Всеволод поспешил встать между горячим шекелисом и рассерженным тевтоном. Спросил сам — примирительно и заинтересованно:
— Брат Томас, в самом деле, что это?
— Жидкий lapis internalis, — недовольно ответил кастелян. — Раствор адского камня.[2]
— Адский камень? — нахмурился Всеволод. — Звучит зловеще.
— Всего лишь звучит. Это только слова. Алхимический язык. На самом деле, lapis — вещество, получаемое путём смешения лунного металла[3] с едкой водкой[4]. Lapis легко растворяется в воде, а вода, несущая в себе силу серебра, — наивернейшее средство против нахтцереров.
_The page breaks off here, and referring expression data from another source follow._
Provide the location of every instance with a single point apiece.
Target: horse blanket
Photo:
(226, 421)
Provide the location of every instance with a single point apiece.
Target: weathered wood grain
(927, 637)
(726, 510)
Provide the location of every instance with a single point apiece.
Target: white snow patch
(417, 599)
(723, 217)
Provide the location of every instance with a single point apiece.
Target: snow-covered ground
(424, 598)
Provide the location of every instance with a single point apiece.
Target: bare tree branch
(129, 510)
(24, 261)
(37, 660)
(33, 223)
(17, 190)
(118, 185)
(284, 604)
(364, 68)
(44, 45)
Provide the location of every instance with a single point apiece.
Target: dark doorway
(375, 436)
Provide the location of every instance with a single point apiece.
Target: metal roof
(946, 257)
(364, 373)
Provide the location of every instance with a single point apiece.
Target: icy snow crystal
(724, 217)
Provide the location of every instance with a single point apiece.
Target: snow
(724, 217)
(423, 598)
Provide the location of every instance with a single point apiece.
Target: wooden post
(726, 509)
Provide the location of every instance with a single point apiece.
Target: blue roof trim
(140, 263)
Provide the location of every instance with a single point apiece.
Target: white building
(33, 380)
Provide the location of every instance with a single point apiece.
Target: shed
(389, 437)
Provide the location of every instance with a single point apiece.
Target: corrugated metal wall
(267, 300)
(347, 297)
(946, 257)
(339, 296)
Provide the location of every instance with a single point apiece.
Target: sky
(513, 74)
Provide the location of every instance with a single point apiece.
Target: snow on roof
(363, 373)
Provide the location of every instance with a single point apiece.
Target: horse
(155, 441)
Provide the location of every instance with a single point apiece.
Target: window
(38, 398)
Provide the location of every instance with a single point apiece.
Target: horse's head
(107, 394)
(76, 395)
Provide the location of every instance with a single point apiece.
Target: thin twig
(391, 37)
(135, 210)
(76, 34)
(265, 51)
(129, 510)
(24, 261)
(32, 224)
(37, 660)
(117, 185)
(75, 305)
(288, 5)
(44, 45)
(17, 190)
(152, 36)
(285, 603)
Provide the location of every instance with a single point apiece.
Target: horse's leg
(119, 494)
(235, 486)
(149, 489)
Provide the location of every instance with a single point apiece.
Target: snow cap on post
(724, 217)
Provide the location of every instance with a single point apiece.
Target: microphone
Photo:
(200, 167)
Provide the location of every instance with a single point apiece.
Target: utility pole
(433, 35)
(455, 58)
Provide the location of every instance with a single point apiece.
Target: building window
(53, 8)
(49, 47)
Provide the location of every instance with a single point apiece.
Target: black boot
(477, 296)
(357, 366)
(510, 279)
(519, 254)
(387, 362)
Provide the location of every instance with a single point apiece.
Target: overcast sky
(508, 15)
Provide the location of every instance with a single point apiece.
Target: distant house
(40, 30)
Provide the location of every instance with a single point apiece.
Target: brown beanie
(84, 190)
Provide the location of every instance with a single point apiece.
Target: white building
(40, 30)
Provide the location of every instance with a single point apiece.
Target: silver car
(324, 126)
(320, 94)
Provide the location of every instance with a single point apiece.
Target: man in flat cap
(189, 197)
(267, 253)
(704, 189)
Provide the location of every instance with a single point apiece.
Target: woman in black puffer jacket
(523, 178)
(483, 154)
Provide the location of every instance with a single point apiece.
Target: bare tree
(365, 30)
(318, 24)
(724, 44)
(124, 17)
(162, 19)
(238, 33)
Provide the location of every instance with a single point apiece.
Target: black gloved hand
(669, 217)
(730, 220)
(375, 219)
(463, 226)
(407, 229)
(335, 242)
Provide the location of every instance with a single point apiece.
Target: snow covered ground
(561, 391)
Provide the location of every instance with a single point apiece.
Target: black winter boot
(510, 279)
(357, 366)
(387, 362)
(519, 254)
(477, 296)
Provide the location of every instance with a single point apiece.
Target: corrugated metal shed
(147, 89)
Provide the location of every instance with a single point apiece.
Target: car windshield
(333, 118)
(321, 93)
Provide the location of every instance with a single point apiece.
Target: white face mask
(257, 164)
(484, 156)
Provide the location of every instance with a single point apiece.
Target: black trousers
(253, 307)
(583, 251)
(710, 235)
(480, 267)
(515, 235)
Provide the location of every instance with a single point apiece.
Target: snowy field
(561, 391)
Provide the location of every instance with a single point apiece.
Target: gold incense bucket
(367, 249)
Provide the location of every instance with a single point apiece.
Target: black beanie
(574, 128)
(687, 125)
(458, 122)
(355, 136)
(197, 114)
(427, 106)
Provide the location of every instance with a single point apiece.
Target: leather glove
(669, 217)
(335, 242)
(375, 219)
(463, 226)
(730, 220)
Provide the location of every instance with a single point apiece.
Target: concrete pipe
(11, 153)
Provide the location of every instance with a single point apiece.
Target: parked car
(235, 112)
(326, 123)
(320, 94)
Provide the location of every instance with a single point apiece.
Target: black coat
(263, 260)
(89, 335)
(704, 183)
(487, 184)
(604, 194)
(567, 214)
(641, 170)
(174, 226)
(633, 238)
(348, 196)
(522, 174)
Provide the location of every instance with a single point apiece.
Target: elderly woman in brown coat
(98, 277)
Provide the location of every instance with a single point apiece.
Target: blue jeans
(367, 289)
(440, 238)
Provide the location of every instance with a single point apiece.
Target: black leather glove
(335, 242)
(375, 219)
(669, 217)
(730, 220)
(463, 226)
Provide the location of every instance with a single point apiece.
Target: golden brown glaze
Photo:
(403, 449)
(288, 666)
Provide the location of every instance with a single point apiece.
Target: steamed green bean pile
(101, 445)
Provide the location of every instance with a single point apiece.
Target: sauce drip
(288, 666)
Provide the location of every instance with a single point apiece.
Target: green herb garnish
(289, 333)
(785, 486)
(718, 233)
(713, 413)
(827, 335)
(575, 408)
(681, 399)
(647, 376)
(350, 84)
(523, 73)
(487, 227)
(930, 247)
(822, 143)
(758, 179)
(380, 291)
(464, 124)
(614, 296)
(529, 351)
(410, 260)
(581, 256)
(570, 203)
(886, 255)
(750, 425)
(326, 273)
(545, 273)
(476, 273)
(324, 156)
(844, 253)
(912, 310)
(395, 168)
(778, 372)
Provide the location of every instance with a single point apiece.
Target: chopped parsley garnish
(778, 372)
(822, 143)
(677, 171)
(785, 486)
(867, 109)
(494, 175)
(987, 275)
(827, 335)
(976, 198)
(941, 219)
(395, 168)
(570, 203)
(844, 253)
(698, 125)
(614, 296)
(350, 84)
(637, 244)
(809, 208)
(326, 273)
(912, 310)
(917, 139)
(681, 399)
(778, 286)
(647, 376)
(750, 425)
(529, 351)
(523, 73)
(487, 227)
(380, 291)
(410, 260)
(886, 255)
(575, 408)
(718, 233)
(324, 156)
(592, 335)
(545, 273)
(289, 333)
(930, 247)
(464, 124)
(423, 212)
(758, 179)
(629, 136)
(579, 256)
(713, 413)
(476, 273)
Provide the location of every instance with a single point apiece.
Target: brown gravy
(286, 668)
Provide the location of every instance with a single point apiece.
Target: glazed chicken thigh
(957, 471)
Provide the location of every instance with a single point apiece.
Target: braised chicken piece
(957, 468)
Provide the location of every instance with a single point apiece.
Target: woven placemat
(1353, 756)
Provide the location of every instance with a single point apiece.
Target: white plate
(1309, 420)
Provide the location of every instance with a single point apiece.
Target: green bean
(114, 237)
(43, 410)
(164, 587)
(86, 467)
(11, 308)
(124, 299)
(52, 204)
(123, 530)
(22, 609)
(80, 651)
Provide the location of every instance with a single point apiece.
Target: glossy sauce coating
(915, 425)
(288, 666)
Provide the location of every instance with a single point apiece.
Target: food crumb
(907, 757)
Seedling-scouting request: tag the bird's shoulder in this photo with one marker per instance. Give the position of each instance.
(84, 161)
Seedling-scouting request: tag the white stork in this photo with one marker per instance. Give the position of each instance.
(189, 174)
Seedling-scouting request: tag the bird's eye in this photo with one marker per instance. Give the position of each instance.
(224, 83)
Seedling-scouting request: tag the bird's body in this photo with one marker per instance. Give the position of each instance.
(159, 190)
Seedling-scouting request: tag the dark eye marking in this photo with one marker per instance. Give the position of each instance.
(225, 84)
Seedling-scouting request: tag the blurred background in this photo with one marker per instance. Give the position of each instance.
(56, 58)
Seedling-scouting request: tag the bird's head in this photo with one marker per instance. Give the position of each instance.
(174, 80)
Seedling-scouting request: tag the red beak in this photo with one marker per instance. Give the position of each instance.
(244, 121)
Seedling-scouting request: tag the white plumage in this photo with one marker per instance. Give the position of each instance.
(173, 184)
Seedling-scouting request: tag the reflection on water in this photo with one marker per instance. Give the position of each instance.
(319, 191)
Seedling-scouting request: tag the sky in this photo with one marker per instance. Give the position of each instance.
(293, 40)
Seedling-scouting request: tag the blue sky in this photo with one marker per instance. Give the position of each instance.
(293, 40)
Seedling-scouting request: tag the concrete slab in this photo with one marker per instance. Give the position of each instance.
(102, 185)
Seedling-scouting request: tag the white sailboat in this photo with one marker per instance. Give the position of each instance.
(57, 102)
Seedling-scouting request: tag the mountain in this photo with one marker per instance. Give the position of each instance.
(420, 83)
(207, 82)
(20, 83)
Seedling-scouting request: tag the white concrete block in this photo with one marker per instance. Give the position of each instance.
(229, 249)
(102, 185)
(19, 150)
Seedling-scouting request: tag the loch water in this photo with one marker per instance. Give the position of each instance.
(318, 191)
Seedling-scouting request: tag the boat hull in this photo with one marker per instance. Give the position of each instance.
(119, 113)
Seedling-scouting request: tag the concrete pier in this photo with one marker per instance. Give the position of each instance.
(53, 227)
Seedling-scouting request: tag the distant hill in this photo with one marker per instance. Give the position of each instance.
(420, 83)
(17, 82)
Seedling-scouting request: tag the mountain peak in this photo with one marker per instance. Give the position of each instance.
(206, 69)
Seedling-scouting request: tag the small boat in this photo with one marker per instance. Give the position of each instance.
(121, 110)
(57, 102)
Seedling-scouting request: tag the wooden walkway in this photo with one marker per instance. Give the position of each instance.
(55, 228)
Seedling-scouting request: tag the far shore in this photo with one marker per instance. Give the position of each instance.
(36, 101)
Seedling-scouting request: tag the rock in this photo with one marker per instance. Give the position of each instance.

Только людям тоже следует быть с ней осторожными. Адский камень оставляет на коже чёрные пятна — отсюда, собственно, и происходит столь пугающее название. Если же серебряный раствор попадёт в глаза, он разъест их и ослепит человека…
— А если раствор попадёт на упыря? — спросил Всеволод. Это его занимало больше. — Что тогда?
Кастелян хищно осклабился.
— Одна капля прожигает нахтцерера насквозь. Жаль, у нас мало серебряной воды: её непросто добывать. А то бы… — Томас мечтательно закатил глаза. — Эх, заполнить бы ею ров — и по ночам было бы куда как проще.
«Ну, прямо спасительная святая водица из адского камня», — недоверчиво подумал Всеволод. Вслух, однако, свою мысль он высказывать не стал. Подобные аналогии могли бы обидеть крестоносца.
Глава 9
Они обошли боевые площадки внешних и внутренних стен. Побывали в надвратных башнях. Покрутили рычаги нехитрого механизма, выдвигающего серебрённые шипы между каменных плит, которыми была вымощена воротная арка. Облазили сверху донизу весь донжон и добрую половину пристроек к главной башне, осмотрели замковую часовню.
Затем настал черёд многочисленных переходов, галерей и зал детинца, а также казарм и хозяйственных построек, расположенных на замковом дворе. Всё это, впрочем, смотрели уже наспех, вполглаза. Можно сказать, что и не смотрели вовсе. Томас отпирал замки, гости заглядывали в распахнутые двери. А порой и просто проходили мимо, стараясь лишь запомнить — хотя бы приблизительно — расположение помещений.
Внимание Всеволода привлекли небольшие вентиляционные окошки-отдушины, темнеющие под мощным фундаментом донжона. В глубокой нише, уходящей вниз, обнаружилась и подвальная дверь — тяжёлая, вся в железных полосах. Но не запертая.
— Мы можем взглянуть на нижние ярусы замка? — спросил Всеволод у провожатого.